Spotify just revealed it wants to turn over $100 billion in revenue in the next 10 years - and it could mean higher prices for us!
👉 Background: Spotify is the the big boss of the audio streaming space. It has around 422 million monthly active users, including 182 million paying subscribers.
👉 What happened: The company just held its first ever investor day since going public in 2018... and revealed some fairly lofty goals. Spotify reckons it’ll crack $100 billion in revenue annually in the next 10 years.
👉 What else: That's nearly 10 times its 2021 revenue... and would put it amongst the top 80 largest companies on the planet by revenue. To do that, Spotify needs to boost its average revenue per unit.
💡 Average revenue per unit (APRU for short) is the average amount of revenue generated by each active user of your product or service. It's often used by telco or digital media companies as an indicator of profitability.

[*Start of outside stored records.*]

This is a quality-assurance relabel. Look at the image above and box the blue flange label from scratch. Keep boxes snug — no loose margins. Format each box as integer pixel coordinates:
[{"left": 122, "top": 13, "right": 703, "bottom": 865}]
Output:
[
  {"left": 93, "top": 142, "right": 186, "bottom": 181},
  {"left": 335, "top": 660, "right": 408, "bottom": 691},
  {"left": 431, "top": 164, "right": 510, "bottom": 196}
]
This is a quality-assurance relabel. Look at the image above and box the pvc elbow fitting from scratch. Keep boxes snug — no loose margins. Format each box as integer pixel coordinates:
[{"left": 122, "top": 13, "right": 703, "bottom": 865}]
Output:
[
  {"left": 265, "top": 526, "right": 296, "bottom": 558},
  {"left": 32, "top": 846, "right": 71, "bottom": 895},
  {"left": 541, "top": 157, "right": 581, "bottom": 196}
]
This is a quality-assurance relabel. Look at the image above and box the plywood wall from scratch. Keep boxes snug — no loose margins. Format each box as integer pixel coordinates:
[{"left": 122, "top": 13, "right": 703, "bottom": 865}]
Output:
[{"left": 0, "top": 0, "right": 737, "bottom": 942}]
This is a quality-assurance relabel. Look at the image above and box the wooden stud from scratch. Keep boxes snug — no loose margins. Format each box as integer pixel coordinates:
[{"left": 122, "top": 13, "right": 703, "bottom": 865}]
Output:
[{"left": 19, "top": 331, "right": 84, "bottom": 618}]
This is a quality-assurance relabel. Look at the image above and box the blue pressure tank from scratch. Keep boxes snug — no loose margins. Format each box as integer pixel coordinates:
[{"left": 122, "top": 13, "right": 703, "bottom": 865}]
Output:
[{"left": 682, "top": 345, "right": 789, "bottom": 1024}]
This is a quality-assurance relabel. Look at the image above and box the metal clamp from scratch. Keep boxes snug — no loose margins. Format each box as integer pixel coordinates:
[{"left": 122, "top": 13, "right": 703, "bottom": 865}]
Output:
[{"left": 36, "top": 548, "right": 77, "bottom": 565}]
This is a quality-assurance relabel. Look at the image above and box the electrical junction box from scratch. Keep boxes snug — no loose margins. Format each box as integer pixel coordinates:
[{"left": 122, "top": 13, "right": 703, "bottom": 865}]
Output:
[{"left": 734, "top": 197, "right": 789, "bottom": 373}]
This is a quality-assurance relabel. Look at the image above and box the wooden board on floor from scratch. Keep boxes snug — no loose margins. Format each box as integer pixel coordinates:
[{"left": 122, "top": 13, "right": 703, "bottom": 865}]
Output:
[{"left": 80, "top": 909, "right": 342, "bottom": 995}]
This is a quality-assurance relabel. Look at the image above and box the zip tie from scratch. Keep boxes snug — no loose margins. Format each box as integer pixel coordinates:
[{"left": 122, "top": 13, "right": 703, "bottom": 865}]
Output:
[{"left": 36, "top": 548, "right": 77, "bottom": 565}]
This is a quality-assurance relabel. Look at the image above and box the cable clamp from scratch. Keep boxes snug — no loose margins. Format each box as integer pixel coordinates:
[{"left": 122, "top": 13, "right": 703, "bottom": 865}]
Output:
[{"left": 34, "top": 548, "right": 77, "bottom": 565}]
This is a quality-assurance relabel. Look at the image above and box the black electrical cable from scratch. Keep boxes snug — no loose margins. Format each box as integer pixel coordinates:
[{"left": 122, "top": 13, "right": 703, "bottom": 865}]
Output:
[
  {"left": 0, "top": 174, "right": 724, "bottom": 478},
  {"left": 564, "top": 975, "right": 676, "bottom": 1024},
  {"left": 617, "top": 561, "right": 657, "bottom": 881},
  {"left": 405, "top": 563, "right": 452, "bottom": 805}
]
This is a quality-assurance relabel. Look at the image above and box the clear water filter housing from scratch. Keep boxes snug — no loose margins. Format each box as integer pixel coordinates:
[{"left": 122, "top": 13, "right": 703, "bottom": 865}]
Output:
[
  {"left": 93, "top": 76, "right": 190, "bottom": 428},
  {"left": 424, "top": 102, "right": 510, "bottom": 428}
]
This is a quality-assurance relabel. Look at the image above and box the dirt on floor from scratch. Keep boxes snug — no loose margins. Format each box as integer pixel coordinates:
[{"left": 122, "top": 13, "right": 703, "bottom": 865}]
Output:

💡APRU is calculated by dividing total revenue by the number of subscribers. So, if Spotify makes $11.4 billion in revenue across 182 million subscribers, each subscriber brings in around $62 worth of revenue each year 🤑.
💡To increase its APRU, Spotify could... reduce discounts, add new revenue-generating features or increase the price of its existing products (ouch). Once APRU is up, Spotify can then focus on increasing the margin from each subscriber... so say bye-bye to your pretty pennies!